Raha and Kampur areas in the Nagaon district are among the worst-affected areas during the recent floods. Rain shortage has also emerged as an issue now. But, the real trouble is the lack of seedlings. The few farmers who are left with seedlings cannot plant them—the high lands are dried, and the low lands are still flooded with other plots having heaves of silt and sand deposition after the flood.

Molan Laskar of Kampur said, "In areas between Kampur and Chaparmukh and between Kampur and Baithalngso, paddy fields are likely to remain barren this year. The circle officer of Kampur told us that 8320 hectares of cultivable lands were submerged in the floods. And our survey says that only 3% of this land, near some villages, will be farmed this year. The remaining land is likely to remain barren this year," Laskar told NewsClick. He also said that the state government has done nothing to help the farmers.

From Nagaon, the next district of Golaghat is also facing a severe crisis.

Soneswar Narah, Jeepal Krishak Shramik Sangha's chief advisor, told NewsClick that almost all of the district's Sorupathar assembly constituency is facing a crisis of rain deficiency.

"Farmers are not able to plant the seedlings, and the government has shown no willingness to improve the irrigation system. Sorupathar, Golaghat, Khumtai, and Dergaon areas are the ones where farmers are worried as the peak season is about to get over, and their seedlings cannot be planted. This year, there will be a production shortage in our area," Narah said, highlighting the apparent apathy of agencies towards the burning issues of farmers.

The IMD (Indian Meteorological Department) data also shows the trend of deficient rain in Assam. It says that from July 21-27, Assam had a deficient rainfall of 14% (see the table below).

State-wise rainfall data from July 21-27. Source: IMD.

State-wise rainfall data from July 21-27. Source: IMD.

Even a week earlier, from July 14-20, the state saw a rain deficiency of as high as 50%, as depicted in the figure below.

State-wise rainfall data from July 14-20. Source: IMD.

State-wise rainfall data from July 14-20. Source: IMD.

The district-wise rainfall data of IMD also shows that several districts in Assam have seen deficient rains in the last week. In fact, starting from July, rains became scarce all over Assam.

Rakesh Chakravarty, secretary of Assam Youth Congress, from Goalpara district of South West Assam, also shared similar experiences faced by farmers.

“Dalgoma, Matia, Sidhabari, Dohela, Rongsai, Baida, and Dahaikata are some villages where I travelled and talked to farmers to know their problems. Water shortage is creating heavy problems for the farmers, and due to a lack of irrigation system, they have to solely depend on rain, which is behaving erratically this year.
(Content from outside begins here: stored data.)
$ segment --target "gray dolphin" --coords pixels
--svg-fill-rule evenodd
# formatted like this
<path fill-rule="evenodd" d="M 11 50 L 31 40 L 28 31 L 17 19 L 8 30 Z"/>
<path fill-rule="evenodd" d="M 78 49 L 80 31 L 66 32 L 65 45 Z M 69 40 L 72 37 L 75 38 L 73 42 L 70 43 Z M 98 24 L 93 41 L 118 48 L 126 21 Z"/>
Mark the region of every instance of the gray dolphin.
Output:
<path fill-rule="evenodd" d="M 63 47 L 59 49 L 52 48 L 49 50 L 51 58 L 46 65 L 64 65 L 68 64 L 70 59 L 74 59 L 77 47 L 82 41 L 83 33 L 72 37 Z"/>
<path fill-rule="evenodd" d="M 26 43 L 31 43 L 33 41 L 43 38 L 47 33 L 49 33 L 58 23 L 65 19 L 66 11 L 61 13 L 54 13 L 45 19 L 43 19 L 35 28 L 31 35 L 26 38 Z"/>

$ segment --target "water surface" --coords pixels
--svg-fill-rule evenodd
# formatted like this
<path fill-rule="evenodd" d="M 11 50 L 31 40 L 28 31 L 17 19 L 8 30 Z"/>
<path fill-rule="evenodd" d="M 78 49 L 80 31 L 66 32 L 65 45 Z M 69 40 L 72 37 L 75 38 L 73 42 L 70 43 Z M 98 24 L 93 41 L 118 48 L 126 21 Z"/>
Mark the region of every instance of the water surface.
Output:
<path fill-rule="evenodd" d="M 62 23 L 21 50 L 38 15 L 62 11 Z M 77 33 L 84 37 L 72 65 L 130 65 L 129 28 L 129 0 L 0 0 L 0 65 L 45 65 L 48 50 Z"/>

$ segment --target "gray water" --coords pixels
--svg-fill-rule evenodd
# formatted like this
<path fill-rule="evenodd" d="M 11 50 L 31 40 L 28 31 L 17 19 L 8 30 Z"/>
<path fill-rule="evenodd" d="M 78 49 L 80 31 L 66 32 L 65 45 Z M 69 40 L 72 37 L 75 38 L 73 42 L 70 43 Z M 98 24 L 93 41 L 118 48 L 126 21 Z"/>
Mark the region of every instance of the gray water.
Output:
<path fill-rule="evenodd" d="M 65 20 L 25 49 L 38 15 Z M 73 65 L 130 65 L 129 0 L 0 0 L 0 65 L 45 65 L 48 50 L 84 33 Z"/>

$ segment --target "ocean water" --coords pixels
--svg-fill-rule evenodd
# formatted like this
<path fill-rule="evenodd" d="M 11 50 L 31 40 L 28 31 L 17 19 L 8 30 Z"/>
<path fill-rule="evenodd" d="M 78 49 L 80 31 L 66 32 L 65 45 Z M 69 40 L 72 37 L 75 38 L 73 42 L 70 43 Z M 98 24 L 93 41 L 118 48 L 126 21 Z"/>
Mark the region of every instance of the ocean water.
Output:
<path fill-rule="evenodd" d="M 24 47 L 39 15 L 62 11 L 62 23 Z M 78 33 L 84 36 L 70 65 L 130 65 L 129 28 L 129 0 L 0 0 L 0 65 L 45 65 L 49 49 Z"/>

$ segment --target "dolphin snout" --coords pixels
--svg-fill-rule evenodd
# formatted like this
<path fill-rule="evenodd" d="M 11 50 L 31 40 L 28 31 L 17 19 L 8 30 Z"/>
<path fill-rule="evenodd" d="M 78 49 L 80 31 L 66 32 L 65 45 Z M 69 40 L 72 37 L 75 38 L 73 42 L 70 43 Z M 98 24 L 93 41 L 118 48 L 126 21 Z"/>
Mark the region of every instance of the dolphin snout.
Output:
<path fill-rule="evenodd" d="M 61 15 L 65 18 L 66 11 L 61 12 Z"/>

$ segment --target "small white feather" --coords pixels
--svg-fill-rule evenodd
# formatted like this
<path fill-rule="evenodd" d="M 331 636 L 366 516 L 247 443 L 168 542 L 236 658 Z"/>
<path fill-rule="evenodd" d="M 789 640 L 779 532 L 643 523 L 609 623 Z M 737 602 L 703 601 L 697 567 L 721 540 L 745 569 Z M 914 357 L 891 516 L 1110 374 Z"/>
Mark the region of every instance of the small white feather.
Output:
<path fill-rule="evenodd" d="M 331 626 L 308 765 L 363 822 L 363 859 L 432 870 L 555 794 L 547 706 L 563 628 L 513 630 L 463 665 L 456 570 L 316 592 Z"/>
Moreover, a new problem has arisen in Goalpara of increased human and elephant conflict. The wild elephants will destroy the paddy fields, and there have already been 3-4 deaths in the district.”

It is clear from the farmers' stories, the experience of residents and the IMD data that rice production may suffer this time, adding woes to the already distressed people in the floods.

Those at the receiving end are the rural poor.

“Even after 74 years of independence, farmers here depend solely on rain. Only 10% or so farmers are getting the benefits of irrigation in the state. Independence of the farmers from their sufferings and distress will be the real celebration of independence,” commented Balindra Saikia, the state convener of Krishak Mahasabha.